Maine Hockey Journal

Kings G.M. upset over the loss of Ellis

Portland, ME – It looks like Los Angeles General Manager Dean Lombardi is calling foul after Matt Ellis, who was placed on waivers by the Buffalo Sabres, cleared and was assigned to the Portland Pirates. For Ellis, it seemed he was bound for the minors at some point of season for one team in the AHL.

After Lombardi acquired Ellis on waivers last February from Detroit, he signed Ellis to a one-year, two-way contract in the off-season with the intentions of sending him to the Manchester Monarchs, the Kings AHL affiliate. However, that plan became moot when Ellis was claimed by the Sabres on Oct 1 after forward Paul Gaustad suffered a right thumb injury that required surgery.

The Sabres suffered a rash of early season injuries that allowed Ellis to see action in seven games with the Sabres, but after Jochen Hecht returned to the line up on Friday, Ellis was promptly placed on waivers.

The Kings, just like the other 28 NHL team, were more than welcome to place a claim on the 27-year old forward. They didn’t do so and now they are signing like jailbirds for losing out on an opportunity to reclaim Ellis, who ultimately cleared waivers and was assigned to Portland.

“It’s not really fair because he was our player,” said Lombardi. “Buffalo got a windfall here that they get to put him down (Portland) under these circumstances. I don’t think it’s right. I think it’s a quirk in the system and it’s not the way it’s intended to work . . . (NHL) agreed it’s not the way it’s intended to work and it’s not fair, but. ”

For the Kings, this is no more than a case of being caught with your pants as a pretty girl walks right on by.

Embarrassing, eh?

Lombardi had the same amount of time that every other NHL team had in order to place a claim on Ellis. If he had done his homework, he would have know only Detroit has shown any interested in claiming him, but choose not too.

Lombardi main contention was if he claimed Ellis and another team had placed a claim, then he would have had to place Ellis on the NHL roster or again place him on waivers in order to send him to Manchester. It’s a new caveat to the CBA, but it’s not something new as Lombardi contends. If the claim were successful, then Lombardi would have needed to make a decision on whom to send to the Monarchs. Only two players on the current NHL roster could have been sent to Manchester without the need of waivers, Peter Harrold and Brian Boyle, and while nether should be sent down because for just roster reasons, it happens all the time.

One just has to look at the cap issues of the cross-town rivals, the Anaheim Ducks and Bobby Ryan.

Ryan, who earned his way on to the Ducks roster, was told by GM Brian Burke that due salary cap issues, he would need to go to the Iowa Chops and play another season in the AHL.

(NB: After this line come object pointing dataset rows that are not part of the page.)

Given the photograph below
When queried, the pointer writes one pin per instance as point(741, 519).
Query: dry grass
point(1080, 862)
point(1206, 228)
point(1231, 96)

For the second overall draft pick behind Sid the Kid, it’s been a long arduous battle to make it to the NHL and when you’ve finally arrived, to be told that you make too much money to play is nothing short of a slap in the face, but it’s business as they say in the business.

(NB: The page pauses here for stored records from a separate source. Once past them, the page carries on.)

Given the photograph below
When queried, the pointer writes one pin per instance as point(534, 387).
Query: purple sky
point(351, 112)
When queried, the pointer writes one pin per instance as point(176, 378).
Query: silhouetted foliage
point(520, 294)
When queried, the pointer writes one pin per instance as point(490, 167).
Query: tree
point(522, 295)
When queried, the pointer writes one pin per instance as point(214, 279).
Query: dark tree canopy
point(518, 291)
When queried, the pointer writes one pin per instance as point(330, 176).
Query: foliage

Speaking of those same Ducks, three times during their affiliation with the Pirates, waivers became an issue.

They were sometimes a successful, while other outcomes were not.

During the ’05-’06 season, the Ducks first season as the affiliate of the Pirates, they attempted to send Chris Kunitz to Portland only to lose him on waivers to Atlanta. After just a pair of games with Atlanta, they placed him back on waivers with the intention on sending him to Chicago, Atlanta’s AHL affiliate. Burke and staff made a conscious decision to place a claim on Kunitz, knowing that any other team might very well do the same. Anaheim re-claimed Kunitz and promptly sent him to Portland where he played five games before earning a recall to the Ducks and eventually a Stanley Cup.

The following season, it not only happened once to Anaheim, but twice as they lost both Karl Stewart and Michael Leighton via the waiver wire. Prior to the start of the year, Anaheim attempted to send Stewart to Portland with much the same intentions as the Kings did with Ellis. He was a veteran, who would provide a little leadership to a young group of players, but it wasn’t meant to be as the Pittsburgh Penguins quickly claimed him on his way down to Portland.

Stewart only played three games with the Penguins before they decided to place him on waivers, at which point Anaheim had to decide if they wanted to place a claim on him or let him pass through. They decided against it because they were aware that Chicago was placing a claim him and Anaheim wasn’t in a position of having Stewart on the Ducks roster should they be successful.

In Leighton’s case, he was claimed on re-entry waivers by the Nashville Predators due to an injury suffered by Tomas Vokoun and when he returned from the IR, Leighton was sent to the Predators farm club in Milwaukee, but was claimed by Philadelphia. Anaheim had placed a claim on him, but lost out.

In three specific examples, it’s easy to see how the waiver wire worked and how it was intended to work. At the of the day, it was up to Lombardi to make the decision on whether putting a claim on Ellis was worth it to his current club or let him move on.

If Lombardi wanted Ellis, then he dropped the ball and he has nobody to blame, but himself.